Georgia Tech Pioneers 500GHz Capable Transistors

A Georgia Tech research team paired with IBM has recently demonstrated new Silicon-Germanium transistors capable of operation at over 500GHz. That is roughly 250 times faster than the transistors found in your common cell phone. These experimental transistors attained this speed at a temperature 451 degrees Farenheit below zero through the use of liquid helium. Researchers say that at room temperature these chips can operate at 350GHz.

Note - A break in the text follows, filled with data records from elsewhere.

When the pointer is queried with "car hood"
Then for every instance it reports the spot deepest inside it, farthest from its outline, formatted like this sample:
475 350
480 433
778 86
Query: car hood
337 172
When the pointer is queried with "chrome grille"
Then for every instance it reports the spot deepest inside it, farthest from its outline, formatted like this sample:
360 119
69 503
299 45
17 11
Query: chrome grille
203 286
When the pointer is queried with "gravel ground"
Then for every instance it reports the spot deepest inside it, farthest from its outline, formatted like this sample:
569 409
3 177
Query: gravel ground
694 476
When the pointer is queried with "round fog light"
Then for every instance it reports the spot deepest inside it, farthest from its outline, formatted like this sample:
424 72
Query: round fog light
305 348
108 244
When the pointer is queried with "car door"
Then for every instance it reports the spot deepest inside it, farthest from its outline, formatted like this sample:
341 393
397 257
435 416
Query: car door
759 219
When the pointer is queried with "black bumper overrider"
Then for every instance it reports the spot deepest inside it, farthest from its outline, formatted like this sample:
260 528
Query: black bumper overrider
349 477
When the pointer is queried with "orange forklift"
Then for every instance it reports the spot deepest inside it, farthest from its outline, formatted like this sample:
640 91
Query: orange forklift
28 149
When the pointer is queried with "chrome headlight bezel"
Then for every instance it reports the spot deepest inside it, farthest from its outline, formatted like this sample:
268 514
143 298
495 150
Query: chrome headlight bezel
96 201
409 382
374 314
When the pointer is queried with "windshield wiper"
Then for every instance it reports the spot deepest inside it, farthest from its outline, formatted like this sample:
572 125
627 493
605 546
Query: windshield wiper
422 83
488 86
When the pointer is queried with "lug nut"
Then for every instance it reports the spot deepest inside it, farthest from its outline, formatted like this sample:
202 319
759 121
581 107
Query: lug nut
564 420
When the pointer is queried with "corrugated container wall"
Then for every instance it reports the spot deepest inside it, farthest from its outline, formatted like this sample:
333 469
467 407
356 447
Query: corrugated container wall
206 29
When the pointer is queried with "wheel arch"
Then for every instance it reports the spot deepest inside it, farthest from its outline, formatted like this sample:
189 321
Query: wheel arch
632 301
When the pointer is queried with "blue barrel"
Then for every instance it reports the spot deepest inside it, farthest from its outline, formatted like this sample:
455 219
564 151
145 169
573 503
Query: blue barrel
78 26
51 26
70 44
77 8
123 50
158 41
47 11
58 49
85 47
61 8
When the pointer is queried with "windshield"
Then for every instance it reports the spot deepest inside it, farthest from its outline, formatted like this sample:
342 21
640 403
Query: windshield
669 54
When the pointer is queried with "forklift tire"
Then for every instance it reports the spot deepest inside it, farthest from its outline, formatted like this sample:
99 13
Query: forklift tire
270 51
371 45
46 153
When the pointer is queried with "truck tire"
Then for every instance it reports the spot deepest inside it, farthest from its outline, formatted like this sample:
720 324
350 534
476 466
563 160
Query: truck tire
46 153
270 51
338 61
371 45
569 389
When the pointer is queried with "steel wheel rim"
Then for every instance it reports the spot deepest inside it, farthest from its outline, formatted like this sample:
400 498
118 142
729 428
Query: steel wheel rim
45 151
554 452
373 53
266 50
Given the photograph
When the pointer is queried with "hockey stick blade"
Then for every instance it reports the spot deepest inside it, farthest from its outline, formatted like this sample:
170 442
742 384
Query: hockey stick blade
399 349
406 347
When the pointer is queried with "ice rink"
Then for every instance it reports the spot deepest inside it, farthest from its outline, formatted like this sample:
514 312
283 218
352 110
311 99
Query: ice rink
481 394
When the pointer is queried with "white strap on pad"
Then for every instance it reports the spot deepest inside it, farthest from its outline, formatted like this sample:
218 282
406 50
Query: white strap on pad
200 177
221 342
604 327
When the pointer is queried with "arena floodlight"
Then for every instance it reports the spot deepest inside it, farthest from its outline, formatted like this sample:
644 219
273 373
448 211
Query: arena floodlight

SiGe is a process technology in which the electrical properties of silicon, the material underlying virtually all modern microchips, is augmented with germanium to make chips operate more efficiently. SiGe boosts performance and reduces power consumption in chips that go into cellular phones and other advanced communication devices.
Source: GT Research News

Once optimized, these fourth generation SiGe chips should be able to run at near Terahertz frequencies at room temperature. There are many advantages to including Germanium into the transistor manufacture process. However, the most substantial benefit is the ability to mass-produce these transistors with current silicon-based fabrication techniques. I eagerly await the time when I will be using a computer powered by a processor made completely from Silicon-Germanium transistors like these.

Georgia Tech/IBM Research develop 500GHz capable transistors
The black squares are the Silicon-Germanium transistors being developed at the Georgia Electronic Design Center on Georgia Tech campus.